Los directores de la Nouvelle vague admiraban la fluidez, como si no tuvieran centro, y se deslizaran al son del viento, de las comedias sobre los vaivenes de los sentimientos que realizó Jacques Becker, como Se escapó la suerte (Antoine et Antoinette, 1947) y Eduardo y Carolina (Edouard et Caroline, 1951). La segunda se trama sobre la interrupción. Una bofetada, un ciego impulso, crea un impasse en la relación sentimental de la pareja, como si se interrumpiera la música, y tuvieran que volver a recordar la partitura, a replantearse sus sentimientos. En Se escapó una suerte, un afinador introduce una nota de extrañeza y de exasperación en una secuencia en la que pende como un redoble de tambor, gracias a un boleto de lotería premiado, la realización de una ilusión que implica la salida a flote, la liberación de la precariedad económica en la que viven la pareja protagonista, él trabajando en una imprenta, ella en unos grandes almacenes.
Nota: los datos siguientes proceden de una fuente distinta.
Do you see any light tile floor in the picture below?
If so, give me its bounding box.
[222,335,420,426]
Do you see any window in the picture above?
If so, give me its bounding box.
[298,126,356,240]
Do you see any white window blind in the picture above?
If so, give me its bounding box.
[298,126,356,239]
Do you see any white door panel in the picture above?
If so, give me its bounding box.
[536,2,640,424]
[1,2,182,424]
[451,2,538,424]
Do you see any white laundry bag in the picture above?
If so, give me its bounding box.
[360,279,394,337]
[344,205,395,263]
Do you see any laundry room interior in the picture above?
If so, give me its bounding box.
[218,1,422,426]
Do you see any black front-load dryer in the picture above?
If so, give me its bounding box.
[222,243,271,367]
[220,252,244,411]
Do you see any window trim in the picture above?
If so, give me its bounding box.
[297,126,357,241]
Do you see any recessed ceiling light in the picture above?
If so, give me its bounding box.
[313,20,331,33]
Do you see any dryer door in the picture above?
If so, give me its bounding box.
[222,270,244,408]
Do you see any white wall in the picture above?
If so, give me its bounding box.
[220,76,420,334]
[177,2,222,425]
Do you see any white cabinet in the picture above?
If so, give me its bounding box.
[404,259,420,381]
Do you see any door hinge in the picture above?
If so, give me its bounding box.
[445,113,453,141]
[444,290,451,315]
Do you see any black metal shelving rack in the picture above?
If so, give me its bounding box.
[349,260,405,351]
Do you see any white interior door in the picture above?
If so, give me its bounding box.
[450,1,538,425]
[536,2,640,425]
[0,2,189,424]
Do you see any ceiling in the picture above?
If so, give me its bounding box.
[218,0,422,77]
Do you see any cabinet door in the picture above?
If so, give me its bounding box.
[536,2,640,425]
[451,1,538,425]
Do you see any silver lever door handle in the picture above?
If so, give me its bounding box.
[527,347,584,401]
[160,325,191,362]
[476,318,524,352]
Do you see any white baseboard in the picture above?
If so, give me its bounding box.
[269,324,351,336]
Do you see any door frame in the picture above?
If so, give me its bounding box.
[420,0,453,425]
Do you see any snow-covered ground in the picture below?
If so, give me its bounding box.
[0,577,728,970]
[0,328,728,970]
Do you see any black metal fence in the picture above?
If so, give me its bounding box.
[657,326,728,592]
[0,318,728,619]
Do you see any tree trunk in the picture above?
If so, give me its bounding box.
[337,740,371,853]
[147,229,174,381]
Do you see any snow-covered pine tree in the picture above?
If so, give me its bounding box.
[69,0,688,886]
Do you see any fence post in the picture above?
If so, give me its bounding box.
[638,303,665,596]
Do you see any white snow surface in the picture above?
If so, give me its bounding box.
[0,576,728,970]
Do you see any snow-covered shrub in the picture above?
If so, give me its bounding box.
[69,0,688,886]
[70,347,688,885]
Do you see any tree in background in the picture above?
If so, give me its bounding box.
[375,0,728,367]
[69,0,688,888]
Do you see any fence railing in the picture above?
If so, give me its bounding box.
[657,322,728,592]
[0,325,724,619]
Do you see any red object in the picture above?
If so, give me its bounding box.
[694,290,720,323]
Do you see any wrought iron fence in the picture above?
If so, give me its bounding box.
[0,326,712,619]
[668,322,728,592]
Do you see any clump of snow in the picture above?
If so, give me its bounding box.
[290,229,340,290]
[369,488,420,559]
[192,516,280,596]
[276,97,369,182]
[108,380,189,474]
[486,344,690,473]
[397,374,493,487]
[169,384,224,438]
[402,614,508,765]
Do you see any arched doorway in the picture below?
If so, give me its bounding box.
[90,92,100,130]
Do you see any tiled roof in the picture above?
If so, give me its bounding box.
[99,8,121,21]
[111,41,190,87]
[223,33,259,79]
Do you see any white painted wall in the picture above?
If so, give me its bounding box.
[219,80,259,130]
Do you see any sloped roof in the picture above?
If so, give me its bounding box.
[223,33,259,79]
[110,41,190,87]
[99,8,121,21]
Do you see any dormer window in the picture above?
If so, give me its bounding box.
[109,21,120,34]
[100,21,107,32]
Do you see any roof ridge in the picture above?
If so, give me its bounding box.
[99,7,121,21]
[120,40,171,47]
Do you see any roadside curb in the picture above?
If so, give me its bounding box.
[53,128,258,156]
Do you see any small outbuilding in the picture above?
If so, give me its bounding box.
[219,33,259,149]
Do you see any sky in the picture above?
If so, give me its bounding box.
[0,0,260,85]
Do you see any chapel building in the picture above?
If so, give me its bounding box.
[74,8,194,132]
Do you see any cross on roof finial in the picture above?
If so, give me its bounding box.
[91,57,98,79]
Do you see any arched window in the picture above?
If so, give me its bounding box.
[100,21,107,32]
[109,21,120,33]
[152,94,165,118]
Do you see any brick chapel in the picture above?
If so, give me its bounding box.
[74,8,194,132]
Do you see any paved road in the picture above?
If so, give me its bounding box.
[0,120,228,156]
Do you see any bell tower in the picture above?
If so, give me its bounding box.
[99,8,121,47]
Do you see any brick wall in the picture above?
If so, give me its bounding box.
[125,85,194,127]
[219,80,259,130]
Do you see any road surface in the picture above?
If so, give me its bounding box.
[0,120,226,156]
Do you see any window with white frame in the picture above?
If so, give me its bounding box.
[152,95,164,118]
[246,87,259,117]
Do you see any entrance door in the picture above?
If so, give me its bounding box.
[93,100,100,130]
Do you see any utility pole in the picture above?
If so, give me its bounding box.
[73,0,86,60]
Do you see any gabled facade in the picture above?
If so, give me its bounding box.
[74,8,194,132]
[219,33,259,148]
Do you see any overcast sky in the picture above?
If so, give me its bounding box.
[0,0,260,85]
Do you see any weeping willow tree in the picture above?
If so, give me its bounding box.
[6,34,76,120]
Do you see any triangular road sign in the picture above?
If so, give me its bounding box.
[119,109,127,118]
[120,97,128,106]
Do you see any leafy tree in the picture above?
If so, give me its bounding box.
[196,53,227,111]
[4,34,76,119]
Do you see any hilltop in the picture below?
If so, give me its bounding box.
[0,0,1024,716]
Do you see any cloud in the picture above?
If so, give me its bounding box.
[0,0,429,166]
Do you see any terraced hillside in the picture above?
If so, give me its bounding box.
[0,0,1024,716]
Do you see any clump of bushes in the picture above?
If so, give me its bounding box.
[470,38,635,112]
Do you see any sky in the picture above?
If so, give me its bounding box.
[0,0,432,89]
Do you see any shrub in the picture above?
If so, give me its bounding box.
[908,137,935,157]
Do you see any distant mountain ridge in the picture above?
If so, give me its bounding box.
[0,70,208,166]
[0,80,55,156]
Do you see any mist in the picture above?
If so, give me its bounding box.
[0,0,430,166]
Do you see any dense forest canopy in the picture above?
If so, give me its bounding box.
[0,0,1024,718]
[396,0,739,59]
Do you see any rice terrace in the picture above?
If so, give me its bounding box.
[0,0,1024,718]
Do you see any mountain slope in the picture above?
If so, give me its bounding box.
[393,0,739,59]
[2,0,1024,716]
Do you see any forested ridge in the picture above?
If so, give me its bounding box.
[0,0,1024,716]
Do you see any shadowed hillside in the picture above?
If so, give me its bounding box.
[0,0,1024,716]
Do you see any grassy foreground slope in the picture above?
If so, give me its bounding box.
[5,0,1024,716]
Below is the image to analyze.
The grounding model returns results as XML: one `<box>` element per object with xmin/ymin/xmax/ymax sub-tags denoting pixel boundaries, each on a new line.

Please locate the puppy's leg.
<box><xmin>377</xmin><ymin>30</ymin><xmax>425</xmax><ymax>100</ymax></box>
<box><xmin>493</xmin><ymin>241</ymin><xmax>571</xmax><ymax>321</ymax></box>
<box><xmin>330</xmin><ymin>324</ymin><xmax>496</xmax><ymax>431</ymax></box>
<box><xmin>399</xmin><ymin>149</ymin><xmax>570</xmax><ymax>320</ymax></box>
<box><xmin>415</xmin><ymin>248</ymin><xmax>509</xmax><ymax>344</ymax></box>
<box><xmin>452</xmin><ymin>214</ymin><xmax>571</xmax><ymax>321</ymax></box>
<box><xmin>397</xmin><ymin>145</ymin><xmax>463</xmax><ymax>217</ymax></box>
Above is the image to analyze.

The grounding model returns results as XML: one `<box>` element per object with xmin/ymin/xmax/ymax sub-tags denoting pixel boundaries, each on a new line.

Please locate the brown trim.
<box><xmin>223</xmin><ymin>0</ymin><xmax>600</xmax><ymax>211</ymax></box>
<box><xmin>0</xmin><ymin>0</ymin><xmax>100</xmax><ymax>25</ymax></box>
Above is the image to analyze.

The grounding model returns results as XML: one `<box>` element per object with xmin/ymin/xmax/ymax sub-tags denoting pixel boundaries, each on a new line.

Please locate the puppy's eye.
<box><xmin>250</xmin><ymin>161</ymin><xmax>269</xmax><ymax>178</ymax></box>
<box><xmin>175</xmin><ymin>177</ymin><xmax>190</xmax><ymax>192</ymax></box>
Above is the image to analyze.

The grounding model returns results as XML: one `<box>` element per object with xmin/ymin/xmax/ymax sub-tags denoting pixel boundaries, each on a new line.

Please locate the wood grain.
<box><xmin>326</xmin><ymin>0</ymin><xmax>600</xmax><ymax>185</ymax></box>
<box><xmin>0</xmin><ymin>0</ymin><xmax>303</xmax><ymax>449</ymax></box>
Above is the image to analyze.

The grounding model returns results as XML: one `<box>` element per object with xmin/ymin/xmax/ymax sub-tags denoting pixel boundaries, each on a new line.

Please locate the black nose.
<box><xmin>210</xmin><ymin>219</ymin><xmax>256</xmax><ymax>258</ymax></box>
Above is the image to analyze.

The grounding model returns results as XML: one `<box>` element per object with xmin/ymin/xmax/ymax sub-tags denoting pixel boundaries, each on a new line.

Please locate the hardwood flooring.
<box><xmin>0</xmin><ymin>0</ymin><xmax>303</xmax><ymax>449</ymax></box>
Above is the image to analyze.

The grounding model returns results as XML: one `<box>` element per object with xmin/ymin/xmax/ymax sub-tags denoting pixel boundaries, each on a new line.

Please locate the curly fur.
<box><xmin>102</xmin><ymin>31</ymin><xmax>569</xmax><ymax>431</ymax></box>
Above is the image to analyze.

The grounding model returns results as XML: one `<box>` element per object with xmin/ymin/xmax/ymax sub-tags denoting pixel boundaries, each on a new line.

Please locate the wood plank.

Los golpes, en este caso puñetazos, logran reanimar la memoria de Antoine (Roger Pigaut), a la par que se logra liberar cierto atasco en la relación que no lograba exteriorizarse del todo, esa sombra que puede convertirse en plomo, que procede de los celos, de la posesividad, del no me gusta que otros hombres te miren.
El elemento que interfiere, además, representa el status económico del que ellos carecen, lo que duplica el amargor. Es Mr. Roland (Noel Roquevent), el dueño de un comercio que presiona a Antoinette (Claire Mafféi) para que trabaje con él, como cada vez cierne sus alas de modo más impositivo en su cortejo, hasta que resulte avasallador. Es el clavo que recuerda lo que parece impedir que progrese su vida, que no logren abrir la tapa del cajón de la precariedad económica, y además se convierte en elemento infeccioso. Como un determinismo que les aboca a una posición social de carencias, como su camión de reparto aplasta su bicicleta, la que usa para ir al trabajo, como si estrujara con más saña sus aspiraciones de tener una motocicleta.
La narración es puro fluir, es danza exultante, se le puede llamar un neorralismo que exuda luz, aunque quizá el término sea naturalidad, el captar la respiración de la vida, sus retazos, el acto de subir unas escaleras, de escribir en un espejo, de asistir a un partido de fútbol, de comprar un billete en el metro; es el fulgor de su corriente discontinua, ese que no tiene que ver con tramas manifiestas, sino más bien indefinidas, inciertas, sobre todo, fluctuantes, escurridizas, como ese billete de lotería, que parece primero caído del cielo, como si resolviera su vida, y de repente desaparece por un fatal golpe de suerte. Es el enigma indescifrable de los vaivenes de la vida, aunque parezca todo tan prosaico, tan casual. Los grandes dramas también ocurren a ras de suelo, cuando además parece que la vida propicia que abandones el sumidero.
Es admirable cómo logra transmitir los estados de ánimo, ese habitar la duración del momento, del que hablaba Miguel Morey, o materializaba Peter Handke como si intentara encontrar en cada instante la contemplación del Saint Victoire, el momento de la sensación verdadera. La evasión (Le trou, 1960), ese prodigio, era algo más que rompía cualquier corsé, una película sobre una fuga que era eso y mucho más, y a la vez nada definido, ficción, documento, realidad, lo inmediato palpitando. La observación de unos hombres realizando su labor, una labor física, picando, excavando, como unos obreros de una construcción, como unos escultores esculpiendo su gran obra, un agujero (le trou), su libertad. En Se escapó la suerte, el agujero es la relación que orquesta una pareja, sus pasos acompasados o desacompasados, que dependen de cómo se sienten. Una sombra, la turbulencia de unos celos, la pesadumbre por una imprevista contrariedad entorpece su coreografía, pero también la propulsan esos instantes en que sus emociones se funden como una sonrisa, o en que un golpe de azar parece que les eleva por unas escaleras que hasta entonces parecían la amenaza de un pozo. Luces y sombras, como pasos de baile: La felicidad que irradian los fragmentos cuando especulan con lo que harán con el dinero o, a la inversa, el trayecto sombrío de Antoine cuando comprende que ha perdido el billete. Gestos, miradas, talantes, que se convierten en acordes de una coreografía exquisita de emociones, en soberanía del instante.